The question, “Why are we so different?” was once again wide open. There might be good reasons for rejecting AAT but the favourite one - “because we’ve got a better answer” - was no longer operative.


Professor Lee Berger was swift to sum up the immediate reaction: “Just because the savannah theory was wrong , that doesn’t mean the aquatic idea is right.” That is certainly true. There may be a third paradigm that nobody has thought of, which would throw a flood of light on the whole question. As yet, though, nothing of that kind has been unveiled.


Another response was to say that nothing has changed, because when scientists used the term savannah , they had always envisaged a landscape containing wooded areas, and rivers flanked by gallery forests, and lakes. One difficulty there is that whenever they attempt to explain anything about human anatomy, they still tend to attribute it to the rigours of life on the open plains. The other difficulty was: If our ancestors, like the ancestors of the chimpanzees, continued to live in and around the trees, why would that shared habitat cause them to split apart into two species so dramatically different from one another?


Up to the present the conventional wisdom has officially prevailed, and the aquatic theory remains officially beyond the pale. But it has not gone away. It makes good sense to a lot of people. The Internet has kept it alive, and since Tobias’s declaration a few other well-known figures have suggested that it should not necessarily be ruled out. Sir David Attenborough presented an open-minded accounts of the history of it on BBC radio, and Professor Daniel Dennett wrote in his book Darwin‘s Dangerous Idea: “During the last few years, when I have found myself in the company of distinguished biologists, evolutionary theorists, palaeoanthropologists, and other experts, I have often asked them just to tell me, please, exactly why Elaine Morgan must be wrong about the aquatic theory. I haven’t yet had a reply worth mentioning, aside from those who admit, with a twinkle in their eyes, that they have also wondered the same thing.”

Effects of the boycott


The policy of “We don’t wish to talk about that” makes for a quiet life in academia, but has its disadvantages.

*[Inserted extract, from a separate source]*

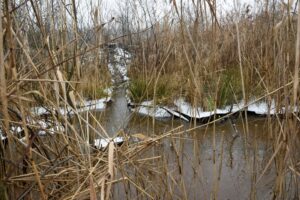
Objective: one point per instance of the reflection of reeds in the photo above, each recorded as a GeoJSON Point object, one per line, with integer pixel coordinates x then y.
{"type": "Point", "coordinates": [47, 60]}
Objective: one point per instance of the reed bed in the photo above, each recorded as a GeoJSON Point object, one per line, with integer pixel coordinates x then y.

One is that those with an active interest in AAT - and the numbers are growing all the time - find themselves virtually in an intellectual ghetto. Online newsgroups tend to devote their energies to internal differences of opinion - whether the first venture was into salt water or fresh, and whether it happened before, or during, or after the split between hominids and chimpanzees. Good questions - but the more we confine ourselves to pursuing them, the easier it is for others to depict us as a kind of inward-looking cult. There is no cult. There is no Authorised Version. I’ve sometimes been asked: “What’s the message? What is it you are asking us to believe?” Here it is:


“No agreed explanations have yet been arrived at concerning the origin of any of the physiological hallmarks of mankind. They must have been caused by some factor in their early environment. We don’t know what it was, but a waterside habitat is one tenable hypothesis.”

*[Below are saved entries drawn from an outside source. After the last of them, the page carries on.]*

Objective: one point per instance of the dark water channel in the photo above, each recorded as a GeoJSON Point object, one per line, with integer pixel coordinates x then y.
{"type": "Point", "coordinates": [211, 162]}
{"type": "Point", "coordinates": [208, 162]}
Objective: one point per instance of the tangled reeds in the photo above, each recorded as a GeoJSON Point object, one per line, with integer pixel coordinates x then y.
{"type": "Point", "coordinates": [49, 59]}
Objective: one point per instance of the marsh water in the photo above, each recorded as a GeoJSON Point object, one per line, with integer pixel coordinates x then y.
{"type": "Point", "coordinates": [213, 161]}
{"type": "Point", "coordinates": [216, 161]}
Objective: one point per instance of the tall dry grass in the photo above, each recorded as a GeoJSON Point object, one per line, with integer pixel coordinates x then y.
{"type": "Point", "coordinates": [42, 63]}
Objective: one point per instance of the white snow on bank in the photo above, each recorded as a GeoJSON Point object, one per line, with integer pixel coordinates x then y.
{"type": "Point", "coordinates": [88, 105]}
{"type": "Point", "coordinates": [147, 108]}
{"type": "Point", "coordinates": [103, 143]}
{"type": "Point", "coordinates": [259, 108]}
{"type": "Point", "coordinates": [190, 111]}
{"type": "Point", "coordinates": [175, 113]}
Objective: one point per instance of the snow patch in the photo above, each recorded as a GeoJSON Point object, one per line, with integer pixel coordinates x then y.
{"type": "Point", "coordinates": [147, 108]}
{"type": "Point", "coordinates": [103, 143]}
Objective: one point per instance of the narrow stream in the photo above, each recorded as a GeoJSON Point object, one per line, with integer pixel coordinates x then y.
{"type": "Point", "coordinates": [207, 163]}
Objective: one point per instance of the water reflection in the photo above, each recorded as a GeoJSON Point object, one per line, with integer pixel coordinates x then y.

There are disadvantages for the orthodox too. They find there are some areas, like nakedness, where the aquatic case seems particularly persuasive, and that makes it difficult to discuss them without at least some reference to it. A quick look at the record reveals that in many universities it is never discussed at all. In fact there is a distinct trend towards publishing less and less about the Darwinian question: “What was it that caused these distinctively human characteristics to be selected for?”


In the year when scientists are celebrating the 150th anniversary of The Origin of Species, they are eager to apply the concept of natural selection to all the rest of the living world. It is sad and ironic that when it comes to the human race they seem to be saying “Oh but we’ve moved on from that. That’s something we don’t talk about any more.”